However, the impact of cancer stem cell markers on patient survival remains unclear, particularly in patients with distant metastasis. Our previous study on liver metastasis using CD133, the most well known putative stem cell marker in colorectal cancer, revealed that patients without CD133 expression exhibited reduced survival (7). Although this seemed to contradict the cancer stem cell theory, there are other studies which support these findings (8,9).

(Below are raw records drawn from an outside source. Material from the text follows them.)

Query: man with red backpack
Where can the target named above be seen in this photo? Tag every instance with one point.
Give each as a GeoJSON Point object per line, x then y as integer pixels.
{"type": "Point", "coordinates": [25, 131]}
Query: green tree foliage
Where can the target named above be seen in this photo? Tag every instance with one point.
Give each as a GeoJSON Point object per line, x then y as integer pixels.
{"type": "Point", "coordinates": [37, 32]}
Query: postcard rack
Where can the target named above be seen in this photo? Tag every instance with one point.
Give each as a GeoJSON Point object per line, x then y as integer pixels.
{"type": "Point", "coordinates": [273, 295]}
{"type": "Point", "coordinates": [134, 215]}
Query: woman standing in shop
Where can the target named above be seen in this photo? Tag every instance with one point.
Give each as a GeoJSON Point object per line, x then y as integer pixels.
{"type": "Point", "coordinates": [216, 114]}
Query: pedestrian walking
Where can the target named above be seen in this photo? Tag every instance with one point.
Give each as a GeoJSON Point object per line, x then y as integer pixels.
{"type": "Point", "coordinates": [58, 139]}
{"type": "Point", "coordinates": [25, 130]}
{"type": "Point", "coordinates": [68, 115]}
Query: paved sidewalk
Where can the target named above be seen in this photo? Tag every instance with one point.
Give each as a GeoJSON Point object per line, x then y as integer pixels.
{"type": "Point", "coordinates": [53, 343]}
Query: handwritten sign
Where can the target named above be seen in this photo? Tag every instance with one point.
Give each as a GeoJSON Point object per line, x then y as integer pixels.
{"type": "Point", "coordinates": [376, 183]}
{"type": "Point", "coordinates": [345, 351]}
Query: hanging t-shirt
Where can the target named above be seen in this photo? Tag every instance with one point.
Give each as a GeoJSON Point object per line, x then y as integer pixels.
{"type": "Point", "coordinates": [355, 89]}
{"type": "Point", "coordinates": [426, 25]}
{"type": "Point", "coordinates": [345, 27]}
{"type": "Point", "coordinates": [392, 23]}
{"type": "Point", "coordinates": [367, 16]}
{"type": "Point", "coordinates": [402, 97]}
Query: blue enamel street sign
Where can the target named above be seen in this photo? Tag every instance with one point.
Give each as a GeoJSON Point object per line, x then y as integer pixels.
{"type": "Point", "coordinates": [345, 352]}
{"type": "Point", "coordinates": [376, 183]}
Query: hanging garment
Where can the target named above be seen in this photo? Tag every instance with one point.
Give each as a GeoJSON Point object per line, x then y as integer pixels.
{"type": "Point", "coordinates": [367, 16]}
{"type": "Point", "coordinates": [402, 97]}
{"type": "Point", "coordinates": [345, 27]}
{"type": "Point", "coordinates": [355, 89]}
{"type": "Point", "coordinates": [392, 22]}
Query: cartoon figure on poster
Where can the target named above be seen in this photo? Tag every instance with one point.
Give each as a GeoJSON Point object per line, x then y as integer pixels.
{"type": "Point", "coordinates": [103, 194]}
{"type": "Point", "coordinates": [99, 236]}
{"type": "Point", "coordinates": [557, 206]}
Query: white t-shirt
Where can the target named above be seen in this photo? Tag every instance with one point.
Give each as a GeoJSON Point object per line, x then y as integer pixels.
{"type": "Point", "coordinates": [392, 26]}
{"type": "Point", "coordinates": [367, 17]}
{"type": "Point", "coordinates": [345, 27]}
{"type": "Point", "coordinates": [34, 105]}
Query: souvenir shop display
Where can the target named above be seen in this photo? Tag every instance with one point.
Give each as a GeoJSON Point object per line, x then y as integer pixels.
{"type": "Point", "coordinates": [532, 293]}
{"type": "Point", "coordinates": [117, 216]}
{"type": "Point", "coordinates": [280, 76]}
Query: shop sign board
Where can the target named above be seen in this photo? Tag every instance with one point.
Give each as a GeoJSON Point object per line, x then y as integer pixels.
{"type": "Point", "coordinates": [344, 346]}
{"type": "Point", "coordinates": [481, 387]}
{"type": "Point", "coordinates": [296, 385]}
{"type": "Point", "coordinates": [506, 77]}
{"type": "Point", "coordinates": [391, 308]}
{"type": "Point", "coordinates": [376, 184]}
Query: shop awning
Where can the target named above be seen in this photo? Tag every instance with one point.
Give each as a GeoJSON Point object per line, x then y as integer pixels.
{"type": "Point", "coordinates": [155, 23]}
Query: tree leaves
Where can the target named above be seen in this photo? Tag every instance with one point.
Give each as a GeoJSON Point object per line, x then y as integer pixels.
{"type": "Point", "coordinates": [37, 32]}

Therefore, in this study, we focused on patients with colon cancer with peritoneal metastasis, as this has not been investigated to date, at least to the best of our knowledge. The aim of this study was to determine the impact of cancer stem cell markers on the prognosis of patients with colon cancer with peritoneal metastasis. We also examined 2 other putative stem cell markers, aldehyde dehydrogenase-1 (ALDH1) and leucine-rich repeating G-protein coupled receptor-5 (Lgr5), in order to examined whether the findings may be attributed to stemness or whether they are specific to CD133.

Materials and methods

Patients and tissue specimens

Among 1,990 patients who underwent resection for primary sporadic colon cancer at the University of Tokyo Hospital (Tokyo, Japan) between 1997 and 2015, 171 were diagnosed with synchronous or metachronous peritoneal metastasis. Information on these patients and their tumour characteristics, treatments and clinical outcomes were retrieved from patient medical records. During the former half of the study period, the majority of surgeries were performed by an open method, while in the latter half, approximately one third of the surgeries were performed laparoscopically. A total of 55 patients underwent complete resections of recognisable metastases, including visible peritoneal nodules, while the remaining patients had residual tumour tissues. No patients underwent peritonectomy or hyperthermic intraperitoneal chemotherapy (HIPEC).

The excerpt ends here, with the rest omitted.